The episode features five musical cover versions, three of which are mashups. All featured music is from either Alanis Morissette or Carole King. "It's Too Late" by King is sung by Colfer and Criss. The mashup of Morissette's "Hand in My Pocket" and King's "I Feel the Earth Move" is sung by Rivera and Morris. The mashup of King's "Will You Love Me Tomorrow" and Morissette's "Head over Feet" is sung by Lewis Jr. and Ware. King's "So Far Away" is sung by Agron and Ushkowitz. The mashup of Morissette's "You Learn" and King's "You've Got a Friend" was sung by Michele, Colfer, Agron, Morris, Rivera, Salling, Ushkowitz, Ware, Guthrie, Lewis Jr., and Dreyfuss.

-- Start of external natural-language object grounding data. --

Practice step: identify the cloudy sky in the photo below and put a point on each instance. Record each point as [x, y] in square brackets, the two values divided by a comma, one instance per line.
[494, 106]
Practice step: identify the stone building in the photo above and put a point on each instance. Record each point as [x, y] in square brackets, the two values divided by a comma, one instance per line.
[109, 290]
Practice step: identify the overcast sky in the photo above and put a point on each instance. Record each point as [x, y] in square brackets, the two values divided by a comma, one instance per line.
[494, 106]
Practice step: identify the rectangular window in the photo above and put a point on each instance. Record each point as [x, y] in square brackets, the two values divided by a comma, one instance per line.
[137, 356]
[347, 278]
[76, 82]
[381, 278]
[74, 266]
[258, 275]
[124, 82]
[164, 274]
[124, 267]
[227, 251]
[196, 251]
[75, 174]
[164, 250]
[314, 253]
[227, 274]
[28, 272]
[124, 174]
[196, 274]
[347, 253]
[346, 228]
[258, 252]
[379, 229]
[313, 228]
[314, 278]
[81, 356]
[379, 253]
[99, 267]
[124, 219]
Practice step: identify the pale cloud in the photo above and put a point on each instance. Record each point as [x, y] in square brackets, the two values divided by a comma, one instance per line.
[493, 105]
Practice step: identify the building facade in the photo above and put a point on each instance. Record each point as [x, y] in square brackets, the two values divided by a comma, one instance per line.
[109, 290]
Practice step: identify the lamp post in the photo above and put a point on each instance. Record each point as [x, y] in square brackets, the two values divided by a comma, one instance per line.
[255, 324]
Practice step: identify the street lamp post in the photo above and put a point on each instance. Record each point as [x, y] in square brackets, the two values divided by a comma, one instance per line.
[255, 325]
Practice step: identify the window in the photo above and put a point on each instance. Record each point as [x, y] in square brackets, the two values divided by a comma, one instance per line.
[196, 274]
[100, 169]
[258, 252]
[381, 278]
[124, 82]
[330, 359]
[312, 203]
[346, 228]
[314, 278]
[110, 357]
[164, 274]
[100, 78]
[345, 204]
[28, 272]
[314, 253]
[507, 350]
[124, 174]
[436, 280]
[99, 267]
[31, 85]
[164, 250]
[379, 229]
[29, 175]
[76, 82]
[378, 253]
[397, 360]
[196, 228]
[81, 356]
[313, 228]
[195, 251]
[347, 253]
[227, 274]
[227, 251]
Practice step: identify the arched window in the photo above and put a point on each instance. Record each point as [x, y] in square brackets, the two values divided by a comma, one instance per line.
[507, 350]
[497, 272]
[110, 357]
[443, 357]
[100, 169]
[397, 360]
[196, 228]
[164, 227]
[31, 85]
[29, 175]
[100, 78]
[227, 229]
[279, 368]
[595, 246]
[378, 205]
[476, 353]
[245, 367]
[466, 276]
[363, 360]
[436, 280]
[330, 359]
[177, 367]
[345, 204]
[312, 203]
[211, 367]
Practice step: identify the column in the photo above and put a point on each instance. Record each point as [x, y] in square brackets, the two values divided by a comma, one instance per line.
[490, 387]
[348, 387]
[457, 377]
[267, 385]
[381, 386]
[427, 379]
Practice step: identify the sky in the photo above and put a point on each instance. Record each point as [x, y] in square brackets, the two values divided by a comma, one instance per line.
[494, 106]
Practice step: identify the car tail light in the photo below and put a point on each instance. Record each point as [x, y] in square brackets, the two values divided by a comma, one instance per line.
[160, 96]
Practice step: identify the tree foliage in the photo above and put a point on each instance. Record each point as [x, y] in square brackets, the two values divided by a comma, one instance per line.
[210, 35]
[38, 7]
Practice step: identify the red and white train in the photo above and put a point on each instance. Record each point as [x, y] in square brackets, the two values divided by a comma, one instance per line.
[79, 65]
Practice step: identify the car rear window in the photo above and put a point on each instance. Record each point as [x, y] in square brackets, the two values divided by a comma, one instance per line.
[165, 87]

Accompanying the music from this episode, the EP Glee: The Music, Jagged Little Tapestry was released on January 16, 2015.

==Reception==
===Ratings===
The episode was watched by 1.98 million viewers and received a 0.7/2 in the adult 18-49 demographic.

===Critical response===
Lauren Hoffman from Vulture said that this final season of Glee "is a show quietly and confidently moving back to its roots." Christopher Rogers from Hollywood Life summarized his review with "It was amazing!" The A.V. Club's Brandon Nowalk described the theme of the episode as "one other thread that runs all the way through 'Jagged Little Tapestry,' brutal honesty." Miranda Wicker from TV Fanatic stated the "writing this season is cheesier than normal and quite stilted, with "goodbye" hanging on every word."